In total, over 58,000 compounds from the NIH Molecular Libraries Small Molecule Repository will be analyzed during the 12 month agreement. The project is the result of Sanford-Burnham receiving a $600,000 NIH research grant in late 2009. To date, such a large volume of solubility data, as related to chemical structure, has not been available for computational analysis. Knowing the solubility measurements of test compounds will help improve and streamline the early stages of molecular screening. Ultimately, the data will assist future drug discovery efforts by allowing an investigator to select the concentration of each compound to test within their biological studies.
“We’d like to see the more than 300,000 compounds in the NIH library analyzed for such a critical component as solubility. We are seeing upwards of 30% of the compounds having a low screening solubility measurement of less than 10 µg/mL. This is significant data for scientists who are responsible for early probe discovery and development,” said Dr. Gregory Roth, Associate Professor and Director, Medicinal Chemistry at Sanford-Burnham Medical Research Institute.
The concept of identifying properties of a compound which affect its suitability as a drug candidate early in the discovery process is not new.

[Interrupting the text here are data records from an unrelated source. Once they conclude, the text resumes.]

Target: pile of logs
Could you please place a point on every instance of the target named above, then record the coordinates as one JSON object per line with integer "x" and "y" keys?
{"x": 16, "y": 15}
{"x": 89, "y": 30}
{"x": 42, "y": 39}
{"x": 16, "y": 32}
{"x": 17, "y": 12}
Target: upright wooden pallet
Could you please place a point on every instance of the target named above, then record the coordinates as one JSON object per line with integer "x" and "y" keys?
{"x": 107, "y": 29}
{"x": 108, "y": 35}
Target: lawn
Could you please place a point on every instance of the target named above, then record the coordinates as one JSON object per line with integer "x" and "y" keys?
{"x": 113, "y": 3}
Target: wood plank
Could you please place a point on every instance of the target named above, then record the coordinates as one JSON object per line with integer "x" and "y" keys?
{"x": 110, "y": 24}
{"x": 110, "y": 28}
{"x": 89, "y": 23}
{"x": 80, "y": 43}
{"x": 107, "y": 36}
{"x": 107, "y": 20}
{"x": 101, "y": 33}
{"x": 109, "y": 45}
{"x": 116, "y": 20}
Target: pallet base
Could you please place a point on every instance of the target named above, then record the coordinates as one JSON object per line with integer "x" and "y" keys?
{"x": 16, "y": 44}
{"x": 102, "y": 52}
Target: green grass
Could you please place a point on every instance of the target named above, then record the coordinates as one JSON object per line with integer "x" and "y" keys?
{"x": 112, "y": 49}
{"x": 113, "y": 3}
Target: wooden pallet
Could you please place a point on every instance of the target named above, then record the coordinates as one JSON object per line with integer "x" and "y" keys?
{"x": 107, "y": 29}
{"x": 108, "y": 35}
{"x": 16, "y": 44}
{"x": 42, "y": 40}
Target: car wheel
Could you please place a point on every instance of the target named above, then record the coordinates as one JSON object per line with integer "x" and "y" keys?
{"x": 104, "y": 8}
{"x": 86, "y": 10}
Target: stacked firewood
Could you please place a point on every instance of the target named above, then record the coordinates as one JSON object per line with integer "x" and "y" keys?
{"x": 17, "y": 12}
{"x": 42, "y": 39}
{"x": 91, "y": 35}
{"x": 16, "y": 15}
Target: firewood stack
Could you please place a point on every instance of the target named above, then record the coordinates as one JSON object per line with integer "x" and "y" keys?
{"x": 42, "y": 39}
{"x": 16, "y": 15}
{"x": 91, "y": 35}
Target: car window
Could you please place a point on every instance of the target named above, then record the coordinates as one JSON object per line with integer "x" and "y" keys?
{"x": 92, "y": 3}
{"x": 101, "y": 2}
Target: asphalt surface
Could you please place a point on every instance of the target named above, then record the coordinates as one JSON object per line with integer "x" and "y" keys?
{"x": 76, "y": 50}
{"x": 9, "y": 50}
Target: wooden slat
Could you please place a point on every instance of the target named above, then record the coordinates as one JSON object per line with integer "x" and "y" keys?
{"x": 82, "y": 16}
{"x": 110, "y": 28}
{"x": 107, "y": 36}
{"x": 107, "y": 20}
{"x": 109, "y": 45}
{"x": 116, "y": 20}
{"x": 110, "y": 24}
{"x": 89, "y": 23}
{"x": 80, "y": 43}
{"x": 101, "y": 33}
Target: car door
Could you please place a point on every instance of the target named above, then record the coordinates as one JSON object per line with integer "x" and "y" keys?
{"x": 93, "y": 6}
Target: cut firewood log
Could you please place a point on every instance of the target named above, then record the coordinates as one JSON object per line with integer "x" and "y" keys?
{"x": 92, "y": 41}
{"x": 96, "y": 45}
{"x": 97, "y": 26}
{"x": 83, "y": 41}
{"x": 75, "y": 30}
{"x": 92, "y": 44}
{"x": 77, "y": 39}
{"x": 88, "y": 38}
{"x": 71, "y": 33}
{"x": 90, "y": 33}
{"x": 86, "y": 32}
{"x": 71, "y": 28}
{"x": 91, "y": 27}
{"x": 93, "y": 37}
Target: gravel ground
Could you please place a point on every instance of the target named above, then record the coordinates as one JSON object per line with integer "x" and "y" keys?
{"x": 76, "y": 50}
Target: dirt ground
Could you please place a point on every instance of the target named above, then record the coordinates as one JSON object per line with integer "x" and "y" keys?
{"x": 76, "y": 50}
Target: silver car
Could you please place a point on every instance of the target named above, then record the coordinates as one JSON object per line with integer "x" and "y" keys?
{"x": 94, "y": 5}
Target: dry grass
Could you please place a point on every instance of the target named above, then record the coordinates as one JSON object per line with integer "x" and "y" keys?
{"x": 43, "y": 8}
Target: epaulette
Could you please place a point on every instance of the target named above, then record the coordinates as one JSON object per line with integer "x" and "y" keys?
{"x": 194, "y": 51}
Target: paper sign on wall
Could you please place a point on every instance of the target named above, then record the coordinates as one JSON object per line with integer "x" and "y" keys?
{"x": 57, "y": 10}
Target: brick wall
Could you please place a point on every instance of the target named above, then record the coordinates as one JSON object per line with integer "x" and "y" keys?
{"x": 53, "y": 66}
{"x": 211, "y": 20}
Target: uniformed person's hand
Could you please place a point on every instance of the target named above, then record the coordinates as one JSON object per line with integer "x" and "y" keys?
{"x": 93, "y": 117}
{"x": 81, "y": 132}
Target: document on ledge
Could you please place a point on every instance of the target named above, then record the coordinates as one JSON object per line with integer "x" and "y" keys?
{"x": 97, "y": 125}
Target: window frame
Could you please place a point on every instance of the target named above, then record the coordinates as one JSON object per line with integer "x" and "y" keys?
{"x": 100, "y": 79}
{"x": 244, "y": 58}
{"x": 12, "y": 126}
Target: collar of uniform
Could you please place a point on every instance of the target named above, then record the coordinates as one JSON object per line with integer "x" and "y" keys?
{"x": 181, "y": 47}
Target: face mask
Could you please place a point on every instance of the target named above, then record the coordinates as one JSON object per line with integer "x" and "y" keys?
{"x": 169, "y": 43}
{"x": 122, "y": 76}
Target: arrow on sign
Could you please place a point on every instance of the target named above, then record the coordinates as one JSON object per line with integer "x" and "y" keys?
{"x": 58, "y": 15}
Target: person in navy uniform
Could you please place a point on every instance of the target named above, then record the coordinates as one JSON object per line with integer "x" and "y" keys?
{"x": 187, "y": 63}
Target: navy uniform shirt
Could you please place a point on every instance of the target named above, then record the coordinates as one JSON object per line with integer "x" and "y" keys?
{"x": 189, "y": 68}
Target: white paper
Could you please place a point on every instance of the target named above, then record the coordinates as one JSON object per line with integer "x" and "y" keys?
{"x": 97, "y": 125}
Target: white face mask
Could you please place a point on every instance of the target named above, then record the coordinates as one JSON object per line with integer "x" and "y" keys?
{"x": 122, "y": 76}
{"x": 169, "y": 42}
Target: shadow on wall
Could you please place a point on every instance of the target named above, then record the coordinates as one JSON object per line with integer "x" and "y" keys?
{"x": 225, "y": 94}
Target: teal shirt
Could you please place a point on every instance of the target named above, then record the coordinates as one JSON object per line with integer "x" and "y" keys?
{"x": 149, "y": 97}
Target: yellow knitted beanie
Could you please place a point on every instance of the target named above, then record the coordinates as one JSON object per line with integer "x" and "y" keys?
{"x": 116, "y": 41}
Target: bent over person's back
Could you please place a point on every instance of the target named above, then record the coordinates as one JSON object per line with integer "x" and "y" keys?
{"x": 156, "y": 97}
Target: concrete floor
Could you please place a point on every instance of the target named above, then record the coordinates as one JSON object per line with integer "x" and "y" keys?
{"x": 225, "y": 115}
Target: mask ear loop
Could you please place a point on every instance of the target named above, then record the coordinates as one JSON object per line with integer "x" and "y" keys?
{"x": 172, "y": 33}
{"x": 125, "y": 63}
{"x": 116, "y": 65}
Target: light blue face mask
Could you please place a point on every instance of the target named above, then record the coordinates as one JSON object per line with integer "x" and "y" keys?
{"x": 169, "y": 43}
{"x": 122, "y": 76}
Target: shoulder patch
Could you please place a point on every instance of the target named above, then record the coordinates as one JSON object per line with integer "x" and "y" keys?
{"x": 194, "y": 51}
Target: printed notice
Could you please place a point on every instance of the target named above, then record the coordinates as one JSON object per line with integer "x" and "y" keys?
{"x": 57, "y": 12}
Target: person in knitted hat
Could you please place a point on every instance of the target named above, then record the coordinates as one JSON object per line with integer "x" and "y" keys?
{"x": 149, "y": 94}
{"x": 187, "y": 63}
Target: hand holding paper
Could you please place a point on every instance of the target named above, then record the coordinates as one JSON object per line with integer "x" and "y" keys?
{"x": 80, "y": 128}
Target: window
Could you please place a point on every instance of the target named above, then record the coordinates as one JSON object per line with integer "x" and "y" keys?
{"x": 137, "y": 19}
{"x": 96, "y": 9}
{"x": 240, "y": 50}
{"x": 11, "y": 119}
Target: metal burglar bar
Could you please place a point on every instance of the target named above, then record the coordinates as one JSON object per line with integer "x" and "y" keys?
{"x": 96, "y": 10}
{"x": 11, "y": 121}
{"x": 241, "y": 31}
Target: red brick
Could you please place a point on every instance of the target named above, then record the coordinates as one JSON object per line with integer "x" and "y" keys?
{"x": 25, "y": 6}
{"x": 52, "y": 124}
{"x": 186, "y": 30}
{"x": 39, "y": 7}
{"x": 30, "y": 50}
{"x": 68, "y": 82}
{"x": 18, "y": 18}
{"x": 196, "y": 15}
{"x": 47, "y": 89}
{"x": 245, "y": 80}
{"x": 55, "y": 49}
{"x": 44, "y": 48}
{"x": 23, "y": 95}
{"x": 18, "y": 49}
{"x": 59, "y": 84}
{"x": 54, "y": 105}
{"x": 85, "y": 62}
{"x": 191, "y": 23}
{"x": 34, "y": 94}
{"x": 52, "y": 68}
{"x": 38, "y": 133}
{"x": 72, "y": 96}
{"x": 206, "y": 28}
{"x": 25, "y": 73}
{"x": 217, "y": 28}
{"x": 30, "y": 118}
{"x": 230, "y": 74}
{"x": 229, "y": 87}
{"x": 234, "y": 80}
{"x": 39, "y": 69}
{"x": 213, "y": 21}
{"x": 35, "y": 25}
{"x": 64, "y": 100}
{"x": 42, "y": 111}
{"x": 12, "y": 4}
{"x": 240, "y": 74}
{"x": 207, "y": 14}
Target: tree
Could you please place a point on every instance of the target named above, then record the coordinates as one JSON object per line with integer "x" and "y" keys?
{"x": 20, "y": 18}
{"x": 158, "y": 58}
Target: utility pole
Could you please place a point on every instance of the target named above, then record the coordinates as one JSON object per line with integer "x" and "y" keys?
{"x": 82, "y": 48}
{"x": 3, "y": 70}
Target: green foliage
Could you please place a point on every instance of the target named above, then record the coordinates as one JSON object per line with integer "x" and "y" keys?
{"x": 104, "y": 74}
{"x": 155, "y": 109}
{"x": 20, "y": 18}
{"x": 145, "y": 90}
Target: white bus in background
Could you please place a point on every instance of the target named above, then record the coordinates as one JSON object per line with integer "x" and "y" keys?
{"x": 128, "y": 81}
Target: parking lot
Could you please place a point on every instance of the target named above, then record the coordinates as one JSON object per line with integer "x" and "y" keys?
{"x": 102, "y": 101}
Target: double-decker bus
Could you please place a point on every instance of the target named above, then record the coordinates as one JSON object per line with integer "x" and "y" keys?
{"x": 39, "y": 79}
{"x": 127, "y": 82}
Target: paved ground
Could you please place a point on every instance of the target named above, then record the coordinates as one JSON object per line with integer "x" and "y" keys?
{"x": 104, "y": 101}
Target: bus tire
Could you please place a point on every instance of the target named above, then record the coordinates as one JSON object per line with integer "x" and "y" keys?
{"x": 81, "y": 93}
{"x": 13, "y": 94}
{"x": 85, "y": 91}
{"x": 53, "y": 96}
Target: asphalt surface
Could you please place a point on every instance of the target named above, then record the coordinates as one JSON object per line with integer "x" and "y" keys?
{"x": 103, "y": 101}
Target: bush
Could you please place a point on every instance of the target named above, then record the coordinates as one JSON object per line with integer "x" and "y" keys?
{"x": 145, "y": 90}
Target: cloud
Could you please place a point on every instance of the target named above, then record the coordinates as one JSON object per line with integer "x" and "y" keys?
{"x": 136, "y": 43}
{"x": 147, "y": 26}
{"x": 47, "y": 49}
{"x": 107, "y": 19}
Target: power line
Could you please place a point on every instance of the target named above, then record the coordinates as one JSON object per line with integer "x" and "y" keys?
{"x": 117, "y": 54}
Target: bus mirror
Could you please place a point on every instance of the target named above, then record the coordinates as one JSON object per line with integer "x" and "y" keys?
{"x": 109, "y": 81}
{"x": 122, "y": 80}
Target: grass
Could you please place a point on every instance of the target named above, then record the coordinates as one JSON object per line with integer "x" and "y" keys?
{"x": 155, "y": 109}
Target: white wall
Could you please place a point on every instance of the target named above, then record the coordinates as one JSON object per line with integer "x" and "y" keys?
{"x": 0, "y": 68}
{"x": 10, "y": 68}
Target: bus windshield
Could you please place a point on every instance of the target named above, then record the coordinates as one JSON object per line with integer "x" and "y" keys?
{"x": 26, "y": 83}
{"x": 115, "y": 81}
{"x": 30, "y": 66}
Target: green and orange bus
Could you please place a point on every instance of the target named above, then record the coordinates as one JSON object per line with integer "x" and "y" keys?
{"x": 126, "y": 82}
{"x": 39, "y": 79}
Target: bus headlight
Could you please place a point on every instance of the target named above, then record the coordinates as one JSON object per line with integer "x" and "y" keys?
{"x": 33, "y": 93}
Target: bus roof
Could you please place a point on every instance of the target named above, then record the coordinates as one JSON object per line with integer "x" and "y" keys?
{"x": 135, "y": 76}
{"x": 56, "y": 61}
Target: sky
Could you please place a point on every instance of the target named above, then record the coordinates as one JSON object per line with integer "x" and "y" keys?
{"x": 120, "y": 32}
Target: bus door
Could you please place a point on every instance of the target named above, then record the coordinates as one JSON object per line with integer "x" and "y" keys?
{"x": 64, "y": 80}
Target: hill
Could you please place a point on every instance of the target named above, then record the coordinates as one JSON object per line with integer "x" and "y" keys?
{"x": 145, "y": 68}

Until recently, the cost of analyzing such a large library of compounds for key physicochemical properties was prohibitive. “Analiza has always been focused on the automation and streamlining of the measurement process to reach a cost/value proposition that makes sense for companies” said Mark Stratton, V.P. Marketing for Analiza. Analiza uses a method that does not rely on assumptions, but rather measures the true solubility of known compounds in a biologically compatible organic solvent known as dimethyl sulfoxide that is diluted in aqueous buffers for biological analysis.
Dr. Roth stated that Sanford-Burnham Institute will continue to evaluate the results and determine how best to approach a potential second phase of measurements for the physicochemical properties of the NIH compound library. The solubility results that have been reported to date can be found at http://pubchem.ncbi.nlm.nih.gov/. PubChem is maintained by the National Center for Biotechnology Information (NCBI), a component of the National Library of Medicine, which is part of the United States National Institutes of Health (NIH). PubChem can be accessed for free through a web user interface.